B. La recherche authentique de la vérité n’est pas la recherche de la vérité


Ce qui semble paradoxal, c’est que la recherche authentique de la vérité dépasse l’intérêt de vérité. En effet, c’est un exercice de pensée qui tend seulement vers la vérité mais qui la produit éventuellement. Mais que signifie ici exercer sa pensée ? Il s’agit plus exactement d’entraîner l’éveil de l’esprit à travers la vigilance et la prudence du doute. Cet éveil est volontaire car pour douter il faut problématiser, c’est-à-dire poser volontairement des questions poussées sur les fondements des jugements pour éventuellement déceler les contradictions. En se basant sur les préceptes des anciens sceptiques, il ne s’agit pas de nier qu’il y ait une vérité, mais tout simplement d’observer et de soulever des problèmes. Il ne faut pas tout de suite penser à la vérité. Car nous le remarquons, le dogmatisme est fatal pour l’esprit, celui qui ne cherche plus tue l’esprit ou du moins la restreint dans des limites réductrices. C’est pourquoi Schopenhauer insiste sur l’importance de la métaphysique dans Le monde comme volonté et comme représentation : « Sans doute quand sa conscience ne fait encore que s’éveiller, il se figure être intelligible sans effort ; mais cela ne dure pas longtemps : avec la première réflexion, se produit déjà cet étonnement qui sera plus tard le père de la métaphysique ». Or le réel est bien vaste pour ne pas l’explorer à pleines dents. Aller jusqu’au bout, quitte à frôler la folie, nous commande même Descartes avec sa fameuse doute méthodique dans ses méditations.  Il s’ensuit que cet exercice de la pensée n’est pas une recherche mais une ouverture nécessaire à la vitalité spirituelle.
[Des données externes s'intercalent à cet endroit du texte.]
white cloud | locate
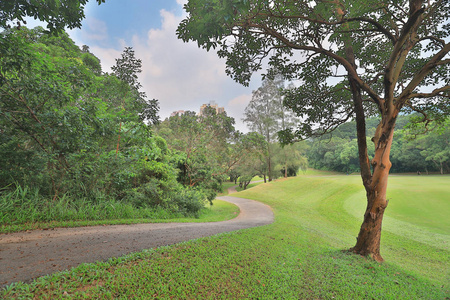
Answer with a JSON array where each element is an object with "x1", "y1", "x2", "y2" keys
[
  {"x1": 70, "y1": 0, "x2": 259, "y2": 131},
  {"x1": 80, "y1": 17, "x2": 108, "y2": 41},
  {"x1": 132, "y1": 10, "x2": 256, "y2": 127},
  {"x1": 225, "y1": 94, "x2": 252, "y2": 132}
]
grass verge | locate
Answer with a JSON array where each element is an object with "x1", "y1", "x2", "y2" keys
[
  {"x1": 0, "y1": 200, "x2": 239, "y2": 233},
  {"x1": 3, "y1": 172, "x2": 450, "y2": 299}
]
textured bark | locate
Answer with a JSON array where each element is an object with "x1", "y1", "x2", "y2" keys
[{"x1": 350, "y1": 117, "x2": 395, "y2": 261}]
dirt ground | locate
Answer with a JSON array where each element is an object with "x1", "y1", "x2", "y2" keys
[{"x1": 0, "y1": 191, "x2": 274, "y2": 288}]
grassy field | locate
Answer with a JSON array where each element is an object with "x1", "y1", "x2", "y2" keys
[
  {"x1": 0, "y1": 200, "x2": 239, "y2": 233},
  {"x1": 0, "y1": 173, "x2": 450, "y2": 299}
]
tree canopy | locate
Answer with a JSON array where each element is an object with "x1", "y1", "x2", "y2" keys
[
  {"x1": 177, "y1": 0, "x2": 450, "y2": 260},
  {"x1": 0, "y1": 0, "x2": 105, "y2": 32}
]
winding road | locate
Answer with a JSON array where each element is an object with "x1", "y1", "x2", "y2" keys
[{"x1": 0, "y1": 187, "x2": 274, "y2": 288}]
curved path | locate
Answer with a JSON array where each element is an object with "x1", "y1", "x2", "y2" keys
[{"x1": 0, "y1": 188, "x2": 274, "y2": 288}]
Comment rechercher la vérité sans s’en intéresser ? A première vue, l’idée d’intérêt persiste toujours dans la quête de la vérité. En effet, elle est au service de l’action parce qu’elle est une connaissance vraie et adaptée à la réalité. Fondamentalement, l’idée de vérité stable et permanente rassure une raison qui veut saisir le réel supposé irrationnel. Cependant, la recherche de la vérité n’est pas claire pour celui qui veut vraiment la saisir. Cette quête semble rencontrer des questionnements qui brouillent les pistes vers l’atteinte de l’idée de vérité. En fait, il vaut mieux penser à un bon exercice de sa pensée plutôt que de penser à la vérité en elle-même. Le doute est alors ce qui permet à l’esprit d’être toujours éveillé et de bien marquer le côté désintéressé de la recherche. La recherche de la vérité ne doit donc pas être circonscrite dans un horizon fini, mais dans un dépassement continu tant que l’esprit le peut.